Last week, I discussed how the Internet of Things creates all sorts of potential opportunities to create highly valuable, highly granular data. The Billion Prices Project, which is based at MIT, provides another route to the same result. Summarized very simply, two MIT professors, Alberto Cavallo and Roberto Rigobon, collect data from hundreds of online retailers all over the world to build a massive database of product-level pricing data, updated daily. It’s an analytical goldmine that can be applied to solve a broad range of problems.
One obvious example is the measurement of inflation. Currently, the U.S. Government develops its Consumer Price Index inflation data the old fashioned way: mail, phone and field surveys. And inherently, this process is slow. Contrast that with the Billion Price Project that can measure inflation on a daily basis, and do so for a large number of countries.

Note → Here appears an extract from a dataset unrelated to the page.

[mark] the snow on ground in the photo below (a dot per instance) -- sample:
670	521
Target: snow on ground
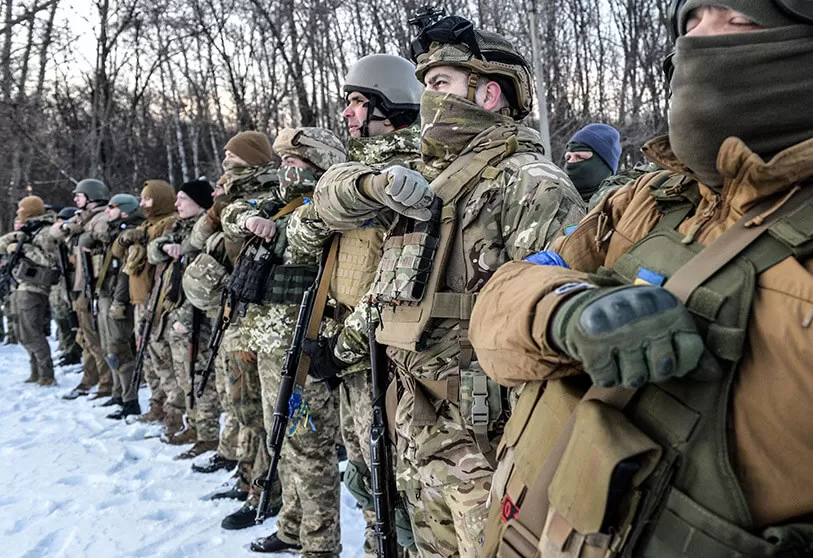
76	484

But measuring inflation is just the beginning. The Billion Prices Project is exploring a range of intriguing questions, such as the premiums that are charged for organic foods and the impact of exchange rates on pricing. You’re really only limited by your specific business information needs – and your imagination.
The Billion Prices Project also offers some useful insights for data publishers. First, the underlying data is scraped from websites. The Billion Prices Project didn’t ask for it or pay for it. That means you can build huge datasets quickly and economically. Secondly, the dataset is significantly incomplete. For example, it entirely ignores the huge service sector of the economy. But’s it’s better than the existing dataset in many ways, and that’s what really matters.
When considering building a database, new web extraction technology gives you the ability to build massive, useful and high quality datasets quickly and economically. And as we have seen time after time, the old aphorism, “don’t let the perfect be the enemy of the good” still holds true. If you can do better than what’s currently available, you generally have an opportunity. Don’t focus on what you can’t get. Instead, focus on whether what you can get meaningfully advances the ball.